The opinion of the court was delivered by: Susan Illston United States District Judge
Michael J. Hicks, formerly an inmate at Salinas Valley State Prison and now an inmate at the California State Prison - Sacramento, filed this pro se civil rights action under 42 U.S.C. 16 § 1983. He alleged in his complaint that he was denied access to an adequate law library while he was incarcerated at Salinas Valley. His complaint is now before the court for initial review under 28 U.S.C. § 1915A.
A federal court must engage in a preliminary screening of any case in which a prisoner seeks redress from a governmental entity or officer or employee of a governmental entity. See 28 U.S.C. § 1915A(a). In its review the court must identify any cognizable claims, and dismiss any claims which are frivolous, malicious, fail to state a claim upon which relief may be granted, or seek monetary relief from a defendant who is immune from such relief. See id. at 1915A(b)(1),(2). Pro se pleadings must be liberally construed. See Balistreri v. Pacifica Police Dep't, 901 F.2d 696, 699 (9th Cir. 1990).
A prisoner must exhaust administrative remedies before filing a civil rights action. "No action shall be brought with respect to prison conditions under [42 U.S.C. § 1983], or any other Federal law, by a prisoner confined in any jail, prison, or other correctional facility until such administrative remedies as are available are exhausted." 42 U.S.C. § 1997e(a). The State of California provides its inmates and parolees the right to appeal administratively "any departmental decision, action, condition or policy perceived by those individuals as adversely affecting their welfare." See Cal. Code Regs. tit. 15, § 3084.1(a). In order to exhaust available administrative remedies within this system, a prisoner must proceed through several levels of appeal: (1) informal resolution, (2) formal written appeal on a CDC 602 inmate appeal form, (3) second level appeal to the institution head or designee, and (4) third level appeal to the Director of the California Department of Corrections. See id. § 3084.5; Woodford v. Ngo, 548 U.S. 81, 10 85-86 (2006); Barry v. Ratelle, 985 F. Supp. 1235, 1237 (S.D. Cal. 1997).

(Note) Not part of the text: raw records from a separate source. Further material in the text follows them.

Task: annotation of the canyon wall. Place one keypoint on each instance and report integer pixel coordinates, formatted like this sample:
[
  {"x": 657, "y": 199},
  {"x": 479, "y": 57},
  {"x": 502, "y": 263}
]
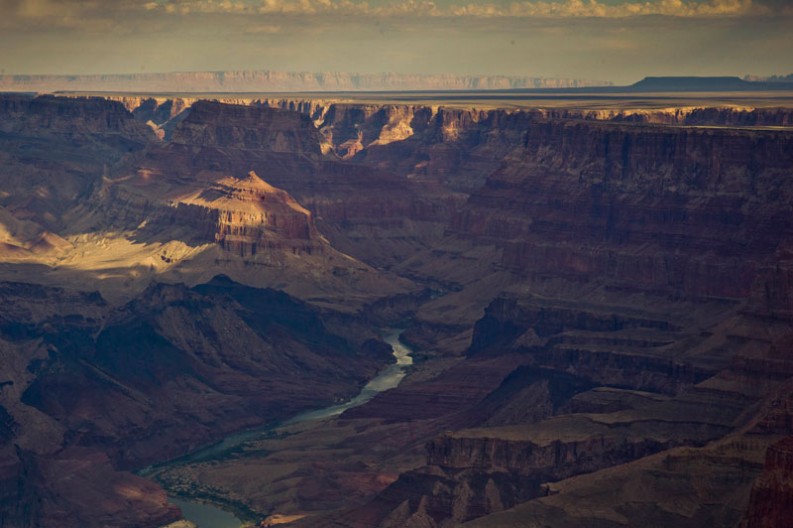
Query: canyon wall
[{"x": 275, "y": 81}]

Nonexhaustion under § 1997e(a) is usually an affirmative defense, but a complaint may be dismissed by the court for failure to exhaust if a prisoner "conce[des] to nonexhaustion" and "no exception to exhaustion applies." Wyatt v. Terhune, 315 F.3d 1108, 1119 (9th Cir. 2003). The complaint and attachments plainly show that Hicks did not exhaust his administrative remedies before filing this action. Hicks checked the box indicating that he had not appealed to the "highest level of appeal available" and explained that "after the second level the damage had been done and became moot after transfer back to CSP-Sacramento." Complaint, p. 2. Exhaustion in prisoner cases covered by § 1997e(a) is mandatory. Porter v. Nussle, 534 19 U.S. 516, 524 (2002). All available remedies must be exhausted; those remedies "need not meet federal standards, nor must they be 'plain, speedy, and effective.'" Id. (citation omitted). Even when the prisoner seeks relief not available in grievance proceedings, notably money damages, exhaustion is a prerequisite to suit. Id.; Booth v. Churner, 532 U.S. 731, 741 (2001).

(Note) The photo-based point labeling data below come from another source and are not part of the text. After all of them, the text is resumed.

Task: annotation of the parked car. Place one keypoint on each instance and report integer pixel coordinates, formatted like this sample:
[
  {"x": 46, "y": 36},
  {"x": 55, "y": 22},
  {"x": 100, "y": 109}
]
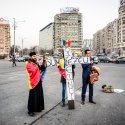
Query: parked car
[
  {"x": 105, "y": 59},
  {"x": 120, "y": 60}
]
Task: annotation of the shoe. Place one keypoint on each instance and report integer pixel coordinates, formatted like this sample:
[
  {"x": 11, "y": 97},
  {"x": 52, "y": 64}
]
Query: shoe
[
  {"x": 83, "y": 102},
  {"x": 93, "y": 102},
  {"x": 31, "y": 114},
  {"x": 63, "y": 104}
]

Prisoners cannot avoid the administrative exhaustion requirement by requesting relief not available in the appeals system, such as monetary relief, or (as here) by simply declaring the process futile. Hicks conceded that he had not completed the California inmate appeal process before filing this action. The alleged futility of pursuing an inmate appeal did not excuse the exhaustion requirement. This action therefore is dismissed without prejudice to Hicks filing a new action after he exhausts his administrative remedies. The clerk shall close the file.